Catchers Swinging Hot Bats In Minors

The M's haven't blinked yet in the Jarrod Washburn trade talks, and appear to be trying to get other teams involved in the discussion. In the minors, catchers Rob Johnson and Adam Moore are on fire, and the Pulaski Mariners had a defensive performance they'd like to forget last Friday.

Reports are surfacing from the New York Post today that a trade between the Yankees and Mariners for Jarrod Washburn are "dead." But it seems that the deal could be revived if the Mariners entertain the notion of either picking up a large share of Washburn's salary or taking Kei Igawa in trade (which would essentially perform the same function).

Honestly, the Mariners are not a club hurting for money, so the idea that the team is desperate to dump Washburn's salary is a little silly. What the M's need in return here is a player or two who can help rebuild this team, even if it means paying half or more of Washburn's remaining salary. The Yankees are right to balk at taking on all the salary and giving up prospects, but it's certainly not unusual for sellers to be asking a bit too much early on in negotiations. What remains to be seen is where the M's begin to soften --- on the money side, or the prospect side. The M's are reportedly talking to other teams about Washburn, but it's unlikely that other teams would be interested unless the M's are willing to eat most of the salary.

With all of the Washburn banter, what's going on elsewhere in the trade market for the M's? Well, all is mostly quiet for now, though one guy who will certainly be moved is Arthur Rhodes. Milwaukee was watching Rhodes last night, and the Marlins have also been mentioned as a possible destination. The Mets are cooling on Raul Ibanez, as they seem to be content with Fernando Tatis in left field. No other team has really emerged, at least publicly, as a destination for Ibanez. And the Jose Vidro trade market is, well, not good.

AROUND THE MINORS

The Rainiers lost a wild one down in Memphis last night, 13-11. The Redbirds scored all 13 runs in the first three innings, but Tacoma pulled within 13-10 in the top of the fourth. But the offenses went quiet the rest of the night. Sean White gave up the first eight runs in 1 1/3 innings. Every Tacoma starter had at least one hit. Catcher Rob Johnson continued a torrid streak by going 4-for-4 with a home run. Johnson is 21-for-42 (.500) over his last 10 games, with three homers. Unfortunately for Rob, he's likely stuck at the AAA level despite his .306/.374/.465 line, with Kenji Johjima and Jeff Clement getting the playing time with the M's.

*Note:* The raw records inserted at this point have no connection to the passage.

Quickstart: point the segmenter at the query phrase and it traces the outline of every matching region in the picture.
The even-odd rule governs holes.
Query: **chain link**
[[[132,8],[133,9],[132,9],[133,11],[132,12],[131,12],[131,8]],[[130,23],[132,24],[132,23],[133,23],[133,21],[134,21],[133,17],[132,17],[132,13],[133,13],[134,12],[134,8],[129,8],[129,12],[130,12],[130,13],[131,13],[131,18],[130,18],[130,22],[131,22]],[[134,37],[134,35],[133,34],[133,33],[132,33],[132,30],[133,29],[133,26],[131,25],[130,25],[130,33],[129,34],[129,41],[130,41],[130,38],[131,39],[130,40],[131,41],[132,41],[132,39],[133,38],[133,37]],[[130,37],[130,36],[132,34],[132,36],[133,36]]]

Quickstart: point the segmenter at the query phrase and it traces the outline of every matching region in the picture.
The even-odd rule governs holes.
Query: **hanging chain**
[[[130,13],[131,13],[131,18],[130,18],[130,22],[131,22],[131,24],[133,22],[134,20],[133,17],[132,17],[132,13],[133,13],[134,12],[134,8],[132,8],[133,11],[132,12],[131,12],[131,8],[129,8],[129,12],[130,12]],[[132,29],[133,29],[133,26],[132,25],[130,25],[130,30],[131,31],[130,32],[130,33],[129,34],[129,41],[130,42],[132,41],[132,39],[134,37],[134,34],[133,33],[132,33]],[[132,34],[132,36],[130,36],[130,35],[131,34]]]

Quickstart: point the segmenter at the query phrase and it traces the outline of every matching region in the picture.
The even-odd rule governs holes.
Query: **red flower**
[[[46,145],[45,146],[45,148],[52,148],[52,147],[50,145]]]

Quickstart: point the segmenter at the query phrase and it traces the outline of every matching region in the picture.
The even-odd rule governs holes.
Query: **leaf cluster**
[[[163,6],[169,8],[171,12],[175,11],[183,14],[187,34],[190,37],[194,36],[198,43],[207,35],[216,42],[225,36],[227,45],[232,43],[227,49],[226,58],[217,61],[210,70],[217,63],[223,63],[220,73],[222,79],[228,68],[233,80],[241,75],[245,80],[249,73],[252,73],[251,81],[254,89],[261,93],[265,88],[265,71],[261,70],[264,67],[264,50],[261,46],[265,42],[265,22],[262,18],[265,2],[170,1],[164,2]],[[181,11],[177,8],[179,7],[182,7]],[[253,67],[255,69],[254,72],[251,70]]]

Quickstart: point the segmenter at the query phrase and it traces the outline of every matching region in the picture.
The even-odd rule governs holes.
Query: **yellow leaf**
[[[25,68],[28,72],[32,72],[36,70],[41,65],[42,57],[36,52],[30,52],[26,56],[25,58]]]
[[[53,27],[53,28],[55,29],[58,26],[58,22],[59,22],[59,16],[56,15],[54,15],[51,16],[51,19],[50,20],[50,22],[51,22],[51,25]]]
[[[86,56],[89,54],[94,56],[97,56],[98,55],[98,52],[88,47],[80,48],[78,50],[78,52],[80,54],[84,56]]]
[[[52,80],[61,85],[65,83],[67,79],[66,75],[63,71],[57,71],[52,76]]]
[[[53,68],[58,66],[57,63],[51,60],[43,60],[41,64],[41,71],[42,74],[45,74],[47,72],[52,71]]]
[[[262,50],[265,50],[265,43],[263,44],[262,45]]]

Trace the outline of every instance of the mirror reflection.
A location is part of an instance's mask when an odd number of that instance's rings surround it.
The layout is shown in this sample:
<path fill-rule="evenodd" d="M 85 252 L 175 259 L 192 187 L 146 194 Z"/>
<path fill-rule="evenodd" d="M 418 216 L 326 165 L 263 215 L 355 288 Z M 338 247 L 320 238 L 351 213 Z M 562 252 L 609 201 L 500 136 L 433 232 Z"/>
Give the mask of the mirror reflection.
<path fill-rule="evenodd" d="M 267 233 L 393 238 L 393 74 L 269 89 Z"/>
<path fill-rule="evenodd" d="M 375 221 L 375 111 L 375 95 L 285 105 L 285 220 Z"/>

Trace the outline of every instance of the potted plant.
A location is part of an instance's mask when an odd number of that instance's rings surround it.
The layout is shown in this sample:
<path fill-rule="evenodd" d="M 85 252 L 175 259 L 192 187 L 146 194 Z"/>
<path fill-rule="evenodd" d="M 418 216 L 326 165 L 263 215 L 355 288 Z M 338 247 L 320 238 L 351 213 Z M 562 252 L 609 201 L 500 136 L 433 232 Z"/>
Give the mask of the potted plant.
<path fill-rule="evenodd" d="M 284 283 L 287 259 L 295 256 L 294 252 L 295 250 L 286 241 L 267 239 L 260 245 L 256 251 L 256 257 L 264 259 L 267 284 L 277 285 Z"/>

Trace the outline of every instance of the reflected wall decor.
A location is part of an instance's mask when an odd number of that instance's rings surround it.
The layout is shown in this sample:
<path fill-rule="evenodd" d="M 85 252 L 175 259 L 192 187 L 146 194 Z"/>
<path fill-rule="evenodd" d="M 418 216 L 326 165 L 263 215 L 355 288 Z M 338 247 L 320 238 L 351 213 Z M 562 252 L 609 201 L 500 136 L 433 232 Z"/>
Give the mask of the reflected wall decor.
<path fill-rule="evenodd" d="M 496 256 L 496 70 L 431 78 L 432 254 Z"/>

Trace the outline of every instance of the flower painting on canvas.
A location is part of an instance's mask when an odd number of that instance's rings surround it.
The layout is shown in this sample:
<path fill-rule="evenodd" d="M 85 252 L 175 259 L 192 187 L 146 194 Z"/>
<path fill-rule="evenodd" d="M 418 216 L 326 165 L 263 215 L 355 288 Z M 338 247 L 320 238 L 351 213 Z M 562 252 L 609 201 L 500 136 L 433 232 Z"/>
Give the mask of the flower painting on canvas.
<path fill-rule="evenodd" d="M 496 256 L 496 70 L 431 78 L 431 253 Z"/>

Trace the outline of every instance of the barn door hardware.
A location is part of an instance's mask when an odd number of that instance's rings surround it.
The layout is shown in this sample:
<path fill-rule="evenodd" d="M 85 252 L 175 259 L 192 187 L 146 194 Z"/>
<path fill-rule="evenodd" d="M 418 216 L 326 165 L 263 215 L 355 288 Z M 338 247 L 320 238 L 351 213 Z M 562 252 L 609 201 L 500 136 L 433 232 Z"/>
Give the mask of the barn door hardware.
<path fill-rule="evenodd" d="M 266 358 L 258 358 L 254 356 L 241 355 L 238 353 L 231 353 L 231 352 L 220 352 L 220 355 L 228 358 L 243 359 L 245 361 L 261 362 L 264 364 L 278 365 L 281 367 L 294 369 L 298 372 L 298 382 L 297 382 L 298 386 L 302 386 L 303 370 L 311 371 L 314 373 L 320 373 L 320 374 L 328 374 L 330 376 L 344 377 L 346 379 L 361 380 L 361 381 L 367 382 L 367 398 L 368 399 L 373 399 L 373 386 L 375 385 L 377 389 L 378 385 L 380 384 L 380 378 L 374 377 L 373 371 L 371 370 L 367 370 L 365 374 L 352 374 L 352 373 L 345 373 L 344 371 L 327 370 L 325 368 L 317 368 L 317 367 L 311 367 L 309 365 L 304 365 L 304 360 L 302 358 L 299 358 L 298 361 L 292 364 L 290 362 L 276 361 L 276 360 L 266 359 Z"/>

Doug Fister's nightmare continued in West Tenn last night. Fister hasn't won since May, and the futility streak ran to eight consecutive losses after a 5-3 loss to Birmingham. Strangely, like Rob Johnson in Tacoma, West Tenn catcher Adam Moore is hitting exactly .500 (18-for-36) in his last 10 games, and now has a .324/.395/.510 line on the season. But Moore is even further removed from a spot with the big club, with the depth in the organization at catcher (and the curious decision to sign Kenji Johjima to an extension).

Denny Almonte hit two homers last night for the Timber Rattlers as they beat Beloit 10-0. Keith Renaud threw 6 2/3 innings for his first win with the Rattlers, allowing four hits.

Dennis Raben hit his third homer for Everett last night, but the Frogs lost to Spokane 11-7. Kenn Kasparek had thrown well in his first three starts with Everett, but he was lit up for six earned runs in four innings last night. The AquaSox have the worst ERA in the league at 4.98.

Pulaski lost to Princeton 6-1 last night, but it's the game they played last Friday that warrants mentioning. I should first note that the P-Mariners are having a very good season, and have a 3 ½ game lead in the Appy League's East Division. But they have been on the wrong end of a couple of odd games. They were no-hit in a rain-shortened game that lasted 6 1/3 innings, and then this past Friday happened. In a 13-7 loss to Burlington, the M's racked up a staggering nine errors on the night. Four of the errors occurred on consecutive plays in the first inning. They put up single miscues in the second, fourth, and seventh innings, and then wrapped things up with two more in the ninth. The major league record for errors in a game is 12, set in 1901 and equaled in 1903.